If Mr. Imposter does not agree with the behavior of the courts, he must work hard to elect those who will vote to appoint only those judges with which he agrees. However, up to this time, it is clear that President Bush has changed the legal personality of the Supreme Court with his deft nomination of Judges Roberts and Judge Alito.


************************************************************

It is obvious that Mr. Imposter does not understand that any President, who wishes to have any integrity with relation to his principles, must nominate candidates who are not only in line with his philosophy but are also generally acceptable to the rest of his party in the Senate.

Does Mr. Imposter dream that President Bush would have ever nominated the malignant dwarf-Ruth Bader Ginsburg to the Supreme Court seeing as how she was the chief counsel for the most destructive organization in America--the ACLU?

Not on your life!!

I will make a prediction for Mr. Imposter. Unless the election in 2008 is won by Billary Rodham Clinton or some other left wing extremist, it is certain that the next nomination for the Court will not be a left winger or even a centrist but rather one that leans to the right.

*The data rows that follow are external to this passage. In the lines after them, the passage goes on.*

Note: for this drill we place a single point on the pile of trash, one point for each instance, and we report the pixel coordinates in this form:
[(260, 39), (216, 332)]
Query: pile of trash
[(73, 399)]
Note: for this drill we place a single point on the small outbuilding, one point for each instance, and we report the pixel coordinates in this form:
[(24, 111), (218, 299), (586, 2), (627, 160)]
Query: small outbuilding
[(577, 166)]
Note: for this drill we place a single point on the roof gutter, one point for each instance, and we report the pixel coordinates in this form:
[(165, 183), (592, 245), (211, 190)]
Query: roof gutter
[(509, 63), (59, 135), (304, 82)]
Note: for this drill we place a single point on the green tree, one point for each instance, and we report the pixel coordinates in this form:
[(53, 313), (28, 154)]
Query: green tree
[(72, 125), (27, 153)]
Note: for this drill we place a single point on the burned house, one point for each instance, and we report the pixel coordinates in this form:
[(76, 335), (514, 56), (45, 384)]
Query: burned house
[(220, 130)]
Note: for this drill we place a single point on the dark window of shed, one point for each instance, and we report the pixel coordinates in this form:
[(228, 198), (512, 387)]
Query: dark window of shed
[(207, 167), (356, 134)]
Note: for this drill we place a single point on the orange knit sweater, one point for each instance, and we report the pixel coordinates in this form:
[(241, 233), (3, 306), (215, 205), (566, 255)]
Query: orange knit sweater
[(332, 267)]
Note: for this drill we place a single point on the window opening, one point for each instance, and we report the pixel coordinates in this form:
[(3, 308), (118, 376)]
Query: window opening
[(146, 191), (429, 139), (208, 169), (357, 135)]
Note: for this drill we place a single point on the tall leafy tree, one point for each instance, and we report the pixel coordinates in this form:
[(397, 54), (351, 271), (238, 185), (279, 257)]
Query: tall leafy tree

And, then, the left wing will have to moan and groan for the next twenty five years since the court will present--

Scalia, Thomas, Roberts, Alito and the judge to be appointed>

If Mr. Imposter does not think that is important, he is referred to the remarks made by the undertaker- John Kerry- who, in a speech before the election in 2004 noted that it was important that people voted for himsince the new president would be making appointments to the Supreme Court and that those appointments were probaby the most crucial domestic decisions a president would make!
0 Replies
 
cicerone imposter
 
  1  
Reply Thu 27 Jul, 2006 02:19 pm
Bernie, From reading everybody esle that responds to your posts tells me you're one of those morons who continue to support moron, incompetent, sociaopath, Bush. I just won't waste my time, but please continue to read my posts. LOL
0 Replies
 
NickFun
 
  1  
Reply Thu 27 Jul, 2006 02:21 pm
"We are working closely with governments in Asia to convince North Korea to abandon its nuclear ambitions."

This sounds SO sincere! I can see it now:

US: C'mon Kim Jong-il. Give up the nuclear missiles. For the sake of the world. For the good of humanity. For your sake. For our sake.

Kim Jong-il: Yes. You're right. I will abandon my plans and become a Democracy. I see the error of my ways. Thank you America. Thank you Asia.

Won't this be great???
0 Replies
 
cicerone imposter
 
  1  
Reply Thu 27 Jul, 2006 03:26 pm
Repeat: Bush called Iraq, Iran and North Korea the "axis of evil," and only attacked Iraq that has no WMDs. We all know - or the world knows - that Iran and North Korea blatantly develops WMDs and missiles, but Bushco gives it only lip service.

What a smart guy!
0 Replies
 
NickFun
 
  1  
Reply Thu 27 Jul, 2006 03:41 pm
Of course CI! It's much easier to fight a country that can't fight back! Of course, even with all our military might and expensive bombs we still haven't "won" this war.